On 10/11/2023 14:46, Kyrylo Tkachov wrote:
-----Original Message-----
From: Richard Earnshaw <richard.earns...@foss.arm.com>
Sent: Friday, November 10, 2023 11:31 AM
To: Wilco Dijkstra <wilco.dijks...@arm.com>; Kyrylo Tkachov
<kyrylo.tkac...@arm.com>; GCC Patches <gcc-patches@gcc.gnu.org>
Cc: Richard Sandiford <richard.sandif...@arm.com>; Richard Earnshaw
<richard.earns...@arm.com>
Subject: Re: [PATCH] AArch64: Cleanup memset expansion
On 10/11/2023 10:17, Wilco Dijkstra wrote:
Hi Kyrill,
+ /* Reduce the maximum size with -Os. */
+ if (optimize_function_for_size_p (cfun))
+ max_set_size = 96;
+
.... This is a new "magic" number in this code. It looks sensible, but how
did you arrive at it?
We need 1 instruction to create the value to store (DUP or MOVI) and 1 STP
for every 32 bytes, so the 96 means 4 instructions for typical sizes
(sizes not
a multiple of 16 can add one extra instruction).

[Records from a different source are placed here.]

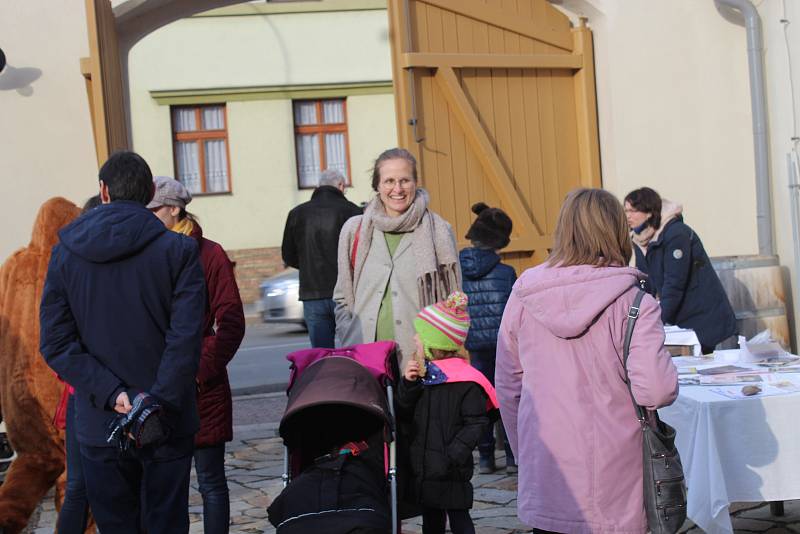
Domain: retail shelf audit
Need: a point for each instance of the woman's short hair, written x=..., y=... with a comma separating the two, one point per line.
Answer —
x=591, y=230
x=392, y=153
x=646, y=200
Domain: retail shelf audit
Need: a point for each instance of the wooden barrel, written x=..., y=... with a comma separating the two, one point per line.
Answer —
x=756, y=290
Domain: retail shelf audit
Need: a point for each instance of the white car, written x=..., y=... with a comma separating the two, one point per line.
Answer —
x=6, y=454
x=280, y=302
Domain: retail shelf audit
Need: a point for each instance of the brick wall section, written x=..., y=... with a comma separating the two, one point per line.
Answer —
x=253, y=265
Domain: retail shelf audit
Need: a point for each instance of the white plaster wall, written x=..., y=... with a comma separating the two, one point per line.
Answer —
x=46, y=144
x=674, y=111
x=783, y=124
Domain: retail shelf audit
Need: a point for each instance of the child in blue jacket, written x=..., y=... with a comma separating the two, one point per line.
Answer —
x=487, y=283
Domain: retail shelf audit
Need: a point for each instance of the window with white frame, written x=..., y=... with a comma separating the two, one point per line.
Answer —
x=200, y=137
x=320, y=128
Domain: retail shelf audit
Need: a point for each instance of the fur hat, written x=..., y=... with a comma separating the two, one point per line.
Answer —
x=492, y=228
x=443, y=325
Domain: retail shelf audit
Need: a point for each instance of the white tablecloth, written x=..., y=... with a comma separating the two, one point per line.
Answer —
x=735, y=451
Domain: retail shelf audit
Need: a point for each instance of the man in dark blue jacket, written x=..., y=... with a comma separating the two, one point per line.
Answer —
x=122, y=314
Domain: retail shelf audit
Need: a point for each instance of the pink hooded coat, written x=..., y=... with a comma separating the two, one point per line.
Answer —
x=564, y=402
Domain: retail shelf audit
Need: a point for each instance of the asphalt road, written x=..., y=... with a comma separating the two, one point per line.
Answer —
x=260, y=366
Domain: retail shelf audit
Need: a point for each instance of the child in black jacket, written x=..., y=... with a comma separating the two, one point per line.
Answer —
x=449, y=405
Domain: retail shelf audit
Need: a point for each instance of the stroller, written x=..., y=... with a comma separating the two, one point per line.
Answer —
x=339, y=437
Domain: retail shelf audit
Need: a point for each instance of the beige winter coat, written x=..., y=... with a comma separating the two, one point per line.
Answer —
x=359, y=324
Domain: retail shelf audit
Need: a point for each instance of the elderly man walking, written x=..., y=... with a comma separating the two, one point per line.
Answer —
x=310, y=244
x=121, y=321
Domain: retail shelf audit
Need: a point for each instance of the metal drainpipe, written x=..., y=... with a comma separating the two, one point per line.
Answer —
x=758, y=104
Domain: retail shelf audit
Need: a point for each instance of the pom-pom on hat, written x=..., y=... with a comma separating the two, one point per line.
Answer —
x=443, y=325
x=492, y=228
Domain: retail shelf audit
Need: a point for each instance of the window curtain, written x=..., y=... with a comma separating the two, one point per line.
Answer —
x=184, y=119
x=213, y=118
x=333, y=111
x=216, y=166
x=188, y=159
x=308, y=160
x=336, y=152
x=305, y=113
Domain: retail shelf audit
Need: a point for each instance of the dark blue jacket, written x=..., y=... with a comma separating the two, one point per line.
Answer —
x=123, y=308
x=682, y=277
x=487, y=283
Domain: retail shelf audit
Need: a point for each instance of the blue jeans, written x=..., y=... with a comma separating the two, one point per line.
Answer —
x=321, y=321
x=118, y=483
x=73, y=515
x=209, y=463
x=484, y=361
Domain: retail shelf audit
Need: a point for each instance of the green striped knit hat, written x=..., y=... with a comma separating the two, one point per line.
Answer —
x=443, y=325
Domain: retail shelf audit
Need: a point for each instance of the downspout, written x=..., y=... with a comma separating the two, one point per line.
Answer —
x=758, y=104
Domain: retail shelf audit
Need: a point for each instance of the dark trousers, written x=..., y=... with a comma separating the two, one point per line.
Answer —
x=484, y=361
x=74, y=512
x=117, y=483
x=209, y=463
x=434, y=520
x=321, y=322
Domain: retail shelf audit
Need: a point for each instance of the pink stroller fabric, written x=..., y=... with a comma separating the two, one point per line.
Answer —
x=375, y=357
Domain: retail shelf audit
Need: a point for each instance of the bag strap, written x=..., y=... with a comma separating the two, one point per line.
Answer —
x=355, y=246
x=633, y=314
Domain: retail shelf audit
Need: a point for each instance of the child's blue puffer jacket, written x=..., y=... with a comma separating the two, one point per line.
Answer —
x=487, y=283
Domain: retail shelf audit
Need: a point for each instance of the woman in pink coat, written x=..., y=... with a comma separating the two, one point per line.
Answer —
x=560, y=378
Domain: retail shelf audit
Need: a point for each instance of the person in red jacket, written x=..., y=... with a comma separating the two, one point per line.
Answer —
x=223, y=332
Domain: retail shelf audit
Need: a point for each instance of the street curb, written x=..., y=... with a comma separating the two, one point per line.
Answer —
x=258, y=390
x=257, y=431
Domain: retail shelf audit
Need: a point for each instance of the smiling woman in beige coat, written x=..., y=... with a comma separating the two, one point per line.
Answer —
x=394, y=260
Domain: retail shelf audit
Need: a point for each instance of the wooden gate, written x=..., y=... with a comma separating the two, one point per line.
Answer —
x=103, y=76
x=496, y=98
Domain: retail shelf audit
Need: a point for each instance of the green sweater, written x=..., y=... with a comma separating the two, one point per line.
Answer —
x=385, y=328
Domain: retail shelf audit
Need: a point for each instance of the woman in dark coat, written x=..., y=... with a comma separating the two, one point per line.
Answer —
x=222, y=333
x=680, y=273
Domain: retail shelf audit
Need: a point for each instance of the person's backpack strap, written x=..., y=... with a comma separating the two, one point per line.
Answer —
x=633, y=314
x=355, y=246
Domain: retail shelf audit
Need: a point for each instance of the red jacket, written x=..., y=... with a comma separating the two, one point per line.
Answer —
x=219, y=344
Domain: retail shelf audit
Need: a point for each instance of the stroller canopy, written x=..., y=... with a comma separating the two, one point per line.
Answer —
x=334, y=400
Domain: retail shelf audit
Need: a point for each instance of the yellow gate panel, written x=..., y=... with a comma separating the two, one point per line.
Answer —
x=496, y=100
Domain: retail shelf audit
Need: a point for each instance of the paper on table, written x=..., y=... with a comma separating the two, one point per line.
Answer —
x=724, y=380
x=784, y=387
x=675, y=335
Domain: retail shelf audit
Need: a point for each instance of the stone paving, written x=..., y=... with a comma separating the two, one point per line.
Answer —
x=254, y=464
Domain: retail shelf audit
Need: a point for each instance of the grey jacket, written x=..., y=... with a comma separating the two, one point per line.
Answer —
x=399, y=272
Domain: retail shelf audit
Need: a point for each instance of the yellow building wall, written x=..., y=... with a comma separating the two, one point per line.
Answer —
x=674, y=112
x=46, y=143
x=268, y=51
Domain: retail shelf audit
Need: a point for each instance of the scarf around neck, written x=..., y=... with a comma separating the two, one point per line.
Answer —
x=436, y=258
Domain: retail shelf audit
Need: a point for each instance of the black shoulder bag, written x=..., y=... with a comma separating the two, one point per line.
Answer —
x=664, y=486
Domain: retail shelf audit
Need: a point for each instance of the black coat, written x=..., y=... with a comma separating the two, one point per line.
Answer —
x=311, y=240
x=447, y=421
x=122, y=309
x=682, y=277
x=488, y=284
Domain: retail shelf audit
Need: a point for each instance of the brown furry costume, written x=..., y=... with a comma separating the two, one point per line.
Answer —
x=29, y=391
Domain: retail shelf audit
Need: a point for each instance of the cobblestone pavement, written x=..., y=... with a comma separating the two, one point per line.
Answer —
x=254, y=464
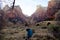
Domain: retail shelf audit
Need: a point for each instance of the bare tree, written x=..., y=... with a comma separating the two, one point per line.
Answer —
x=13, y=4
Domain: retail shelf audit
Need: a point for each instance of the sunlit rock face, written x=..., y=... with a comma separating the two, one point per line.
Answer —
x=39, y=14
x=53, y=7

It would be useful to have that reasoning in the comment.
I checked codesize on SPECINT2017, and 96 had practically identical size.

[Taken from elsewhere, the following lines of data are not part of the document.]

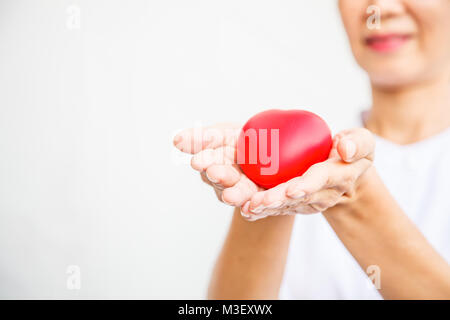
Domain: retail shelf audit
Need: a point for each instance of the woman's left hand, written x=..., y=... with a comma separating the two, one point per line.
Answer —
x=324, y=185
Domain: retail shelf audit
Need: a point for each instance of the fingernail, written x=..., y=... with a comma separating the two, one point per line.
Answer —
x=244, y=214
x=350, y=149
x=275, y=205
x=258, y=209
x=226, y=202
x=210, y=179
x=177, y=139
x=296, y=194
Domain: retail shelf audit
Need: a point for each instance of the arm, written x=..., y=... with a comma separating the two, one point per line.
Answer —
x=252, y=260
x=377, y=232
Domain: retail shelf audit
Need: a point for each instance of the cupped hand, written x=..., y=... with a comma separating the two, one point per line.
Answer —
x=323, y=185
x=214, y=156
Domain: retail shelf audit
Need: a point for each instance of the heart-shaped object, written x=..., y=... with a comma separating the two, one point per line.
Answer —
x=275, y=146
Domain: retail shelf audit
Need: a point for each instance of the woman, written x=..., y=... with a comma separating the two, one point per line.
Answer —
x=390, y=214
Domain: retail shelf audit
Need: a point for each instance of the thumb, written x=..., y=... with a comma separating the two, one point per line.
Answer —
x=356, y=144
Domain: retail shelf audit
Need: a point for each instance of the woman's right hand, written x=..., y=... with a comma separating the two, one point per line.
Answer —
x=214, y=156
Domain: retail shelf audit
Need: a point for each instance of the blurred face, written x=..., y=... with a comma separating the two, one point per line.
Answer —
x=412, y=44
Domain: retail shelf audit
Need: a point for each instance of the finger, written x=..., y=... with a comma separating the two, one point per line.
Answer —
x=313, y=180
x=355, y=144
x=241, y=192
x=194, y=140
x=272, y=199
x=208, y=157
x=323, y=199
x=223, y=175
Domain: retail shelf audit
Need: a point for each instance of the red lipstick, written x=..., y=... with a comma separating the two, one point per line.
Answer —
x=387, y=42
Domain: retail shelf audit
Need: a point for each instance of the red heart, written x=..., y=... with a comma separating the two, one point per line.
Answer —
x=275, y=146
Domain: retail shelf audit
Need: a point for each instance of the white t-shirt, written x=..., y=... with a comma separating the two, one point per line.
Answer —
x=418, y=176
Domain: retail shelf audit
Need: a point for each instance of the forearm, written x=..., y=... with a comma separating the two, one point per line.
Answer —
x=377, y=232
x=252, y=260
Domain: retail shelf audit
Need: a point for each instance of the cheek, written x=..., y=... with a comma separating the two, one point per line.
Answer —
x=433, y=19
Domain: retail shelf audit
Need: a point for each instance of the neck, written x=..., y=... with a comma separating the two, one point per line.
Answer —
x=410, y=114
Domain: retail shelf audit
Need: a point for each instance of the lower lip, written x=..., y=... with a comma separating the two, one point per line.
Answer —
x=387, y=44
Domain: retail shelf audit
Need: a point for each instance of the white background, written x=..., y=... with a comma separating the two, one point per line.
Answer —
x=88, y=174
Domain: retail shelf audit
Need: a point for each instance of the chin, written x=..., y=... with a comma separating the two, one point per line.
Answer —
x=393, y=74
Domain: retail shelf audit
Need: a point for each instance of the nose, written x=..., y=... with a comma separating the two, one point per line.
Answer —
x=389, y=8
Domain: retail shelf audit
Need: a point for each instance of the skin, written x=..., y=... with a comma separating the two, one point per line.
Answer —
x=411, y=102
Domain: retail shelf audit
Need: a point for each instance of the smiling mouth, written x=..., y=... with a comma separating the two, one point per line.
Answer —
x=387, y=42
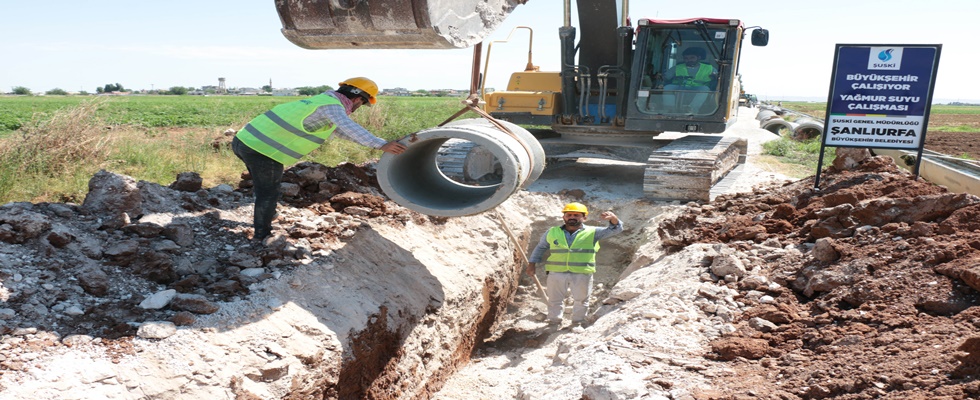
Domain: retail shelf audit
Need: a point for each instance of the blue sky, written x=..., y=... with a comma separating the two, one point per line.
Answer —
x=76, y=45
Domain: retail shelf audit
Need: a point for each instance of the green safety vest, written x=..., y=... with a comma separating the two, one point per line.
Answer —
x=279, y=133
x=579, y=257
x=701, y=78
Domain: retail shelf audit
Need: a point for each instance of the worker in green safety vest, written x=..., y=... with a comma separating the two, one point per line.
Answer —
x=289, y=131
x=692, y=75
x=572, y=260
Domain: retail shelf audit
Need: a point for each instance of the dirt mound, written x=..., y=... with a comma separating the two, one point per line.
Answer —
x=875, y=295
x=138, y=251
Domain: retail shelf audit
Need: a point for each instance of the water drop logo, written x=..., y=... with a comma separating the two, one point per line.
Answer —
x=886, y=58
x=885, y=55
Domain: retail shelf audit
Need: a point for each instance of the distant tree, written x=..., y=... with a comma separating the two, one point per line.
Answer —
x=312, y=91
x=109, y=88
x=177, y=90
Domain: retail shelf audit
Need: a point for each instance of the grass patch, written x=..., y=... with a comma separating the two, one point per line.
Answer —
x=60, y=142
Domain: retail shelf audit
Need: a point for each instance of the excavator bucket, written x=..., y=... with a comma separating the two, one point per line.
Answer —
x=391, y=24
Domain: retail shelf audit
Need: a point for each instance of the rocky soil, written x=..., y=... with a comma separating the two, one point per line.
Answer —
x=866, y=288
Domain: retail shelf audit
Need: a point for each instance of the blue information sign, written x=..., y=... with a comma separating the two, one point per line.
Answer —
x=880, y=96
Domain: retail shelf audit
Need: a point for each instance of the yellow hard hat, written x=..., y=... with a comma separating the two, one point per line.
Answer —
x=575, y=207
x=364, y=84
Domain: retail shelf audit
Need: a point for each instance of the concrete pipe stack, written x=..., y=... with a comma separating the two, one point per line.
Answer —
x=414, y=180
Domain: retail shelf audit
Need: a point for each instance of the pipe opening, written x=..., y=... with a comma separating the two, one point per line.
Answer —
x=459, y=169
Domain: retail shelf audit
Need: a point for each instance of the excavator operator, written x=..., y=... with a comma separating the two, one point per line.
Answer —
x=692, y=75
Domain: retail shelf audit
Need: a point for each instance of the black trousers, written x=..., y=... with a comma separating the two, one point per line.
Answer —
x=266, y=178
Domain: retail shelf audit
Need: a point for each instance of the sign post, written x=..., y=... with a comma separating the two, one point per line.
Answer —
x=880, y=97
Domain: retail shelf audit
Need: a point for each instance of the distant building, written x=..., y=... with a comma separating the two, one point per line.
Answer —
x=396, y=92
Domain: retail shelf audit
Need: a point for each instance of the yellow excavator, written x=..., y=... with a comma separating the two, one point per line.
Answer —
x=618, y=88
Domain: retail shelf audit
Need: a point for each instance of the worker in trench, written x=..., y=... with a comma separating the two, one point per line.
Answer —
x=571, y=261
x=289, y=131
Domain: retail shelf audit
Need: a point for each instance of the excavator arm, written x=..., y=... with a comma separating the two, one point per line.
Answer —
x=391, y=24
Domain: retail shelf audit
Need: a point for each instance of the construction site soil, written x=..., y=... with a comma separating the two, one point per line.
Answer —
x=883, y=302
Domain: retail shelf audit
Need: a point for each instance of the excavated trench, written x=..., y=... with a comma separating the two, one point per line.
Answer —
x=510, y=312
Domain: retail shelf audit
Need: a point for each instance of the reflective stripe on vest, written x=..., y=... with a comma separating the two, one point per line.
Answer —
x=579, y=257
x=279, y=133
x=700, y=79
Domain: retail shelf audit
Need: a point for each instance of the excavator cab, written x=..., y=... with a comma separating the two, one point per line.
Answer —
x=619, y=87
x=686, y=74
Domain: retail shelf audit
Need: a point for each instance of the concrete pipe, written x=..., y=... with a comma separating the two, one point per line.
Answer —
x=776, y=124
x=807, y=128
x=415, y=181
x=765, y=115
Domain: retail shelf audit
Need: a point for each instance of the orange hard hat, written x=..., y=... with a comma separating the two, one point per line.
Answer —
x=575, y=207
x=363, y=86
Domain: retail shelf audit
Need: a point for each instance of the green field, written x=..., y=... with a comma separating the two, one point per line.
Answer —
x=50, y=146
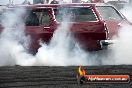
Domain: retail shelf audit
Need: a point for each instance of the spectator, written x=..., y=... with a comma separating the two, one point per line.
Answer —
x=54, y=2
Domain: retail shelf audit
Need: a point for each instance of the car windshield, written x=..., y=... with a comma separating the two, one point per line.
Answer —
x=75, y=14
x=108, y=12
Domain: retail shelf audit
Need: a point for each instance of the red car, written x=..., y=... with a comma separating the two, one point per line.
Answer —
x=92, y=26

Using 128 would also be a reasonable Os value with a very slight size
increase,
and 384 looks good for O2 - however I didn't want to tune these values
as this
is a cleanup patch.
Cheers,
Wilco
Shouldn't this be a param then? Also, manifest constants in the middle
of code are a potential nightmare, please move it to a #define (even if
that's then used as the default value for the param).

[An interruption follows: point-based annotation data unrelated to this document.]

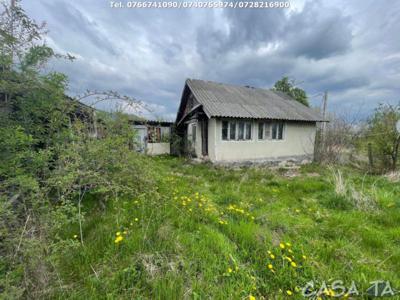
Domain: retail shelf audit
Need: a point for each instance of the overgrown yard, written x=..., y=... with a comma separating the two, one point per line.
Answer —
x=209, y=232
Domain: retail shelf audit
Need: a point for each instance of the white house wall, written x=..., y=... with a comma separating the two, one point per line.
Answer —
x=158, y=148
x=298, y=141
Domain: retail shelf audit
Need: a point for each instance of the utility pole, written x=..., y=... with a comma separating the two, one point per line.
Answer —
x=323, y=129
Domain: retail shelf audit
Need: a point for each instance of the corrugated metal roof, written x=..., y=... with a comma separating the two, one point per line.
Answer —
x=223, y=100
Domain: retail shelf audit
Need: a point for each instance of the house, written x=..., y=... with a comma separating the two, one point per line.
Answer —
x=227, y=123
x=153, y=137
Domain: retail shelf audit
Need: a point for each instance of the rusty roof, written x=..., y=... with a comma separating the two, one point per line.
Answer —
x=225, y=100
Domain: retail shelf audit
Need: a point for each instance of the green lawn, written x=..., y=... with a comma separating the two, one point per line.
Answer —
x=206, y=232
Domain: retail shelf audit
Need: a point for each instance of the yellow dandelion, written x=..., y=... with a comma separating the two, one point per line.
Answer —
x=118, y=239
x=288, y=258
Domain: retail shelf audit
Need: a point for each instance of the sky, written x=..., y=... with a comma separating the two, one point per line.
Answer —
x=349, y=48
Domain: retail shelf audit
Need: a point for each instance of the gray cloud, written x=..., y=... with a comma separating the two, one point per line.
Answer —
x=318, y=34
x=348, y=48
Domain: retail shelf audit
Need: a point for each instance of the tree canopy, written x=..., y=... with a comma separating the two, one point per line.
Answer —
x=288, y=87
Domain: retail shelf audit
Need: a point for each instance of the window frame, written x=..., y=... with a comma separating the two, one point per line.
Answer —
x=276, y=130
x=235, y=125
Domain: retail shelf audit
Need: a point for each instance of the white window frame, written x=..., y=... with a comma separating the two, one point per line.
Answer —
x=269, y=125
x=236, y=126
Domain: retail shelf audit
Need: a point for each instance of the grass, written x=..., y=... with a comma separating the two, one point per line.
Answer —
x=211, y=232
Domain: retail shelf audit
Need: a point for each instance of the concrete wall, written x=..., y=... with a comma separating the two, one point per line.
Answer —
x=196, y=147
x=158, y=148
x=298, y=141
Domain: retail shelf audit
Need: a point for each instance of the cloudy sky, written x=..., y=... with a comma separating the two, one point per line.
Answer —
x=349, y=48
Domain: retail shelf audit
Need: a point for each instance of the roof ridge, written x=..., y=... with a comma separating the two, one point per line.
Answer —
x=231, y=84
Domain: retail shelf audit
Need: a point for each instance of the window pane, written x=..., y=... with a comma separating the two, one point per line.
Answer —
x=194, y=133
x=232, y=128
x=240, y=130
x=274, y=130
x=267, y=130
x=224, y=130
x=280, y=131
x=248, y=131
x=260, y=131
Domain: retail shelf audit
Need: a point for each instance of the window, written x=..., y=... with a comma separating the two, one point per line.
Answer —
x=248, y=131
x=260, y=131
x=241, y=131
x=277, y=130
x=224, y=130
x=232, y=129
x=194, y=133
x=154, y=134
x=236, y=130
x=264, y=130
x=270, y=130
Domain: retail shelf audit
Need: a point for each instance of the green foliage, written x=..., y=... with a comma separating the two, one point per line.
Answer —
x=384, y=137
x=194, y=235
x=287, y=86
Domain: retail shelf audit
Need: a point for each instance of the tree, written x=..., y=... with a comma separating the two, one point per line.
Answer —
x=383, y=135
x=288, y=87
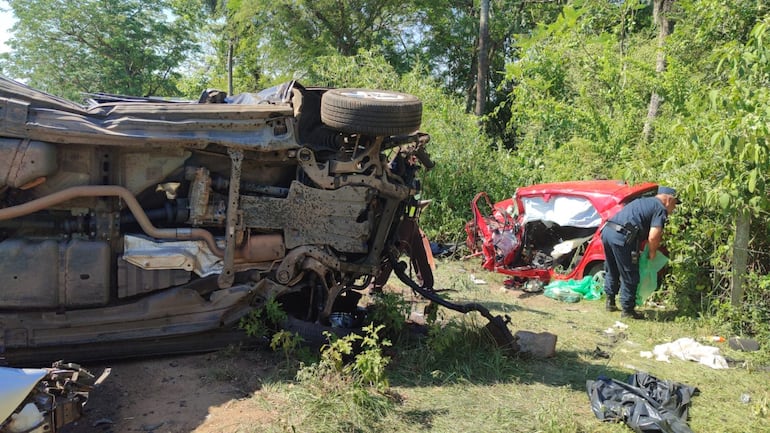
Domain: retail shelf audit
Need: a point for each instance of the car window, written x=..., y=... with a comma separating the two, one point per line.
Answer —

I agree on making this a #define but I wouldn't insist on a param.
Code size IMO has a much more consistent right or wrong answer as it's
statically determinable.
It this was a speed-related param then I'd expect the flexibility for the power
user to override such heuristics would be more widely useful.
But for code size the compiler should always be able to get it right.
If Richard would still like the param then I'm fine with having the param, but
I'd be okay with the comment above and making this a #define.
I don't immediately have a feel for how sensitive code would be to the
precise value here. Is this value something that might affect
individual benchmarks in different ways? Or something where a future
architecture might want a different value? For either of those reasons
a param might be useful, but if this is primarily a code size trade off
and the variation in performance is small, then it's probably not
worthwhile having an additional hook.
R.